Mercury modules are comprised of a sequence of tokens separated by any amount of whitespace, comments, and line number directives. These separators are mostly ignored by the parser, but in some cases whitespace may be required to separate tokens that would otherwise be ambiguous. In other cases whitespace is not allowed, e.g., before the open-ct token, or after a ‘.’ operator that would otherwise be interpreted as an end token.

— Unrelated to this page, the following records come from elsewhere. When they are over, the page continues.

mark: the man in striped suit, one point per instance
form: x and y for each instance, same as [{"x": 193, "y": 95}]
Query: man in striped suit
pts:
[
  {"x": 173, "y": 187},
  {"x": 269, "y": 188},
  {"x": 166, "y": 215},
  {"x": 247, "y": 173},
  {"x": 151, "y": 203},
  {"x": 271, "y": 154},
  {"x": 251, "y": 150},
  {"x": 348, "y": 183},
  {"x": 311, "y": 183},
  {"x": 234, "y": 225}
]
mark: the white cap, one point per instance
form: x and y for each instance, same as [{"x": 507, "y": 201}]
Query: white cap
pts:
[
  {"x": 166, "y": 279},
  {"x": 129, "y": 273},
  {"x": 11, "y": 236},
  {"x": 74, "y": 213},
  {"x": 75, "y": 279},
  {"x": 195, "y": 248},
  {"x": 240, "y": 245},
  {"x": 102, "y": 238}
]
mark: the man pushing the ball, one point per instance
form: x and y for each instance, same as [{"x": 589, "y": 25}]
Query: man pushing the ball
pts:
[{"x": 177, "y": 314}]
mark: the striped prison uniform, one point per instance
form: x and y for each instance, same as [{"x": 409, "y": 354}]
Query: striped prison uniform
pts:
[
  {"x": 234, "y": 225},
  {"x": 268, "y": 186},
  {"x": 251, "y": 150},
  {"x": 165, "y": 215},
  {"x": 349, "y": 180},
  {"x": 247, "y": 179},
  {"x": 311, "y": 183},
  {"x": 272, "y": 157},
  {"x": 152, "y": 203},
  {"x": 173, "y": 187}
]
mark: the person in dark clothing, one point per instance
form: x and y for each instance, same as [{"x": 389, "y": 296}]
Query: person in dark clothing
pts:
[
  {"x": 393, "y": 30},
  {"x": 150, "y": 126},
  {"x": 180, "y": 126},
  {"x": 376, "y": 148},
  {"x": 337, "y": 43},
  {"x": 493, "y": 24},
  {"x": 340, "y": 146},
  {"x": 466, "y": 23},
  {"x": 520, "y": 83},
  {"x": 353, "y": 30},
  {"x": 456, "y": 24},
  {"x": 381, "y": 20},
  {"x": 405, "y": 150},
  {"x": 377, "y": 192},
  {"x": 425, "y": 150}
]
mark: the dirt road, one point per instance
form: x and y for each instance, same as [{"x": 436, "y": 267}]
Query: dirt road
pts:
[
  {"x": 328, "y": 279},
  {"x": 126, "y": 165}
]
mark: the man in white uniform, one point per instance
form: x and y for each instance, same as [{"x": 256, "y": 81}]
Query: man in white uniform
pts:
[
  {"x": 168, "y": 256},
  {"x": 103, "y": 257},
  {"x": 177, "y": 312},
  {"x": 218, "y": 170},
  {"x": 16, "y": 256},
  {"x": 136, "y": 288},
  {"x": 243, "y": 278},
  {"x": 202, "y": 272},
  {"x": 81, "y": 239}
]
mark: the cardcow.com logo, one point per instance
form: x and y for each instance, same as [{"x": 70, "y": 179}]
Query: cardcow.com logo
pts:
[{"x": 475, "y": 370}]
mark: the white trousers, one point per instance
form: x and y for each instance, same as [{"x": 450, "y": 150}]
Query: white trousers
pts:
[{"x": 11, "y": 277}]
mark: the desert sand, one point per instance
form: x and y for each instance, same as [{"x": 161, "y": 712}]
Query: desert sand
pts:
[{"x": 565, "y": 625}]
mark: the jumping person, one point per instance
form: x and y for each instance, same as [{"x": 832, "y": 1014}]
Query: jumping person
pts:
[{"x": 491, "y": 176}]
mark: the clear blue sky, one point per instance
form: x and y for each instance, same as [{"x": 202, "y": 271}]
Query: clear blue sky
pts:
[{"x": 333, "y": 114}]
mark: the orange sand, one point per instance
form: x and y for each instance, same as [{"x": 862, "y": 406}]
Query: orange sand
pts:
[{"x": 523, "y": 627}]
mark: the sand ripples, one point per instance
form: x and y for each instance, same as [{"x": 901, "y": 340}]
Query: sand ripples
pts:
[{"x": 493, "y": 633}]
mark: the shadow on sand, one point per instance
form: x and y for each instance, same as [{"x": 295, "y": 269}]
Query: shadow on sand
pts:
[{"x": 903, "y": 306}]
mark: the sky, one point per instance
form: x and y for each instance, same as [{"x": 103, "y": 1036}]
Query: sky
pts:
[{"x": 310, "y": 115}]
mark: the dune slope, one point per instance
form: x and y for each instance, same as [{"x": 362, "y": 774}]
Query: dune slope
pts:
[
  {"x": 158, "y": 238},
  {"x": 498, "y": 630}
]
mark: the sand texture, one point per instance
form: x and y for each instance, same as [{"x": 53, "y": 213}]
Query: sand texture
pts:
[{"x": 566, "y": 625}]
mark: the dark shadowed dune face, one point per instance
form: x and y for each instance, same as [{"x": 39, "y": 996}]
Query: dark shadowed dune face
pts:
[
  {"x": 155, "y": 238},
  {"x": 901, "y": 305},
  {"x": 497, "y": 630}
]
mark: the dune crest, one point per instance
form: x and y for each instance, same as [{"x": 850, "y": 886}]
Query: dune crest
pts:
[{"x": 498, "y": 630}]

Whitespace is defined to be the following characters:
Unicode name | Unicode code point | Notes |
---|---|---|
SPACE | U+0020 | |
CHARACTER TABULATION | U+0009 | Horizontal-tab |
LINE FEED | U+000A | |
LINE TABULATION | U+000B | Vertical-tab |
FORM FEED | U+000C | |
CARRIAGE RETURN | U+000D |
The ‘%’ character starts a comment that continues to the end of the line. The ‘/*’ character sequence starts a comment that continues until the next occurrence of ‘*/’.
A line number directive consists of the character ‘#’, a positive integer specifying the line number, and then a newline. Line number directives specify a current line number; they are used in conjunction with the ‘pragma source_file’ declaration (see Source file name) to indicate that errors in the subsequent Mercury code should be reported as coming from a different location. This is useful if the code in question was generated by another tool, in which case the line number can be set to the corresponding location in the original source file from which the Mercury code was derived. The Mercury compiler can thereby issue more informative error messages using locations in the original source file. A ‘#line’ directive specifies the line number for the immediately following line. Line numbers for lines after that are incremented as usual, so the second line after a ‘#100’ directive would be considered to be line number 101.
The different tokens in Mercury are as follows.
A string is a sequence of characters enclosed in double quotes ("
).
Within a string, two adjacent double quotes stand for a single double quote. For example, the string ‘ """" ’ is a string of length one, containing a single double quote: the outermost pair of double quotes encloses the string, and the innermost pair stand for a single double quote.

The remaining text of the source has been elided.